Ответ последовал радикальный. Русский с евреем подхватили под белы рученьки оставшегося в меньшинстве свидомого громадянина и потащили к гостинице «Ambassade», что на берегу одного из многочисленных местных с труднопроизносимыми названиями каналов, – в номер на третьем этаже.
Сразу за площадью праздничная толпа – не исчезнув совсем – значительно поредела. Многоголосый гул пропал, остались отдельные голоса на местном, французском, английском и немецком языках. Ближе к каналу какой-то женский голос недовольно верещал по-русски: «Я же тебе говорила, быстрей надо! А ты, успеем, успеем… Ну и где этот твой фейерверк, я тебя спрашиваю?!» Немножко фейерверков здесь было – периодически с обоих берегов канала в небо с шипением взлетали ракеты и с громким треском рассыпались над крышами разноцветными искрами.
Ругающаяся по-русски парочка осталась позади на набережной. Ицкович, несмотря на выпитое, уже начал поеживаться в своем не слишком подходящем для такой погоды плащике.

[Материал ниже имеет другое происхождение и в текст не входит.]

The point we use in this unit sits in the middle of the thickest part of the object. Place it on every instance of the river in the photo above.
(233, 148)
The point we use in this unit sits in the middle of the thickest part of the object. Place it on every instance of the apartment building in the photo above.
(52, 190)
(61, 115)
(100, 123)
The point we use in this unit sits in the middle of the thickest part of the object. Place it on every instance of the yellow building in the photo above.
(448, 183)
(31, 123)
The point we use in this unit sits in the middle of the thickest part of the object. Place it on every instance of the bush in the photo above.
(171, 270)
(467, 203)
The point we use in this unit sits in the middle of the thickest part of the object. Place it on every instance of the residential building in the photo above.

С канала тянуло холодом, хотя снега почти не было. Так чуть-чуть и кое-где, но зато на деревьях, скамейках, бортах барж и катеров, везде – лед.

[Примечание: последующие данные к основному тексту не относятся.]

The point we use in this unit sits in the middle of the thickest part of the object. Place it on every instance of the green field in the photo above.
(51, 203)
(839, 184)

– Так, – твердо заявил Олег, останавливая компанию на пороге открытого питейного заведения. – Или мы сейчас зайдем, или я дам дуба!
– Ни в коем случае! – заявил Матвеев, обнимая Олега за плечи и делая длинный выдох прямо в лицо. – Мы не дадим тебе погибнуть, Цыц! Мы согреем тебя своим дыханием.
– Не дыши на меня, от тебя перегаром несет! – отмахнулся Олег. – Ну, по полтинничку и вперед?!
– Нет, – заявил на это с самым серьезным видом Федорчук. – На это я пойтить никак не могу! – И оценив выражение лица Олега, добавил с хохотком: – По «стописят»!
* * *
Он не запомнил сна. Но что-то ему снилось, и это «что-то» было приятное, потому что ощущал он себя сейчас выспавшимся и отдохнувшим. Открыв глаза и потянувшись, отбросил одеяло и с улыбкой встал с кровати, но улыбка продержалась недолго.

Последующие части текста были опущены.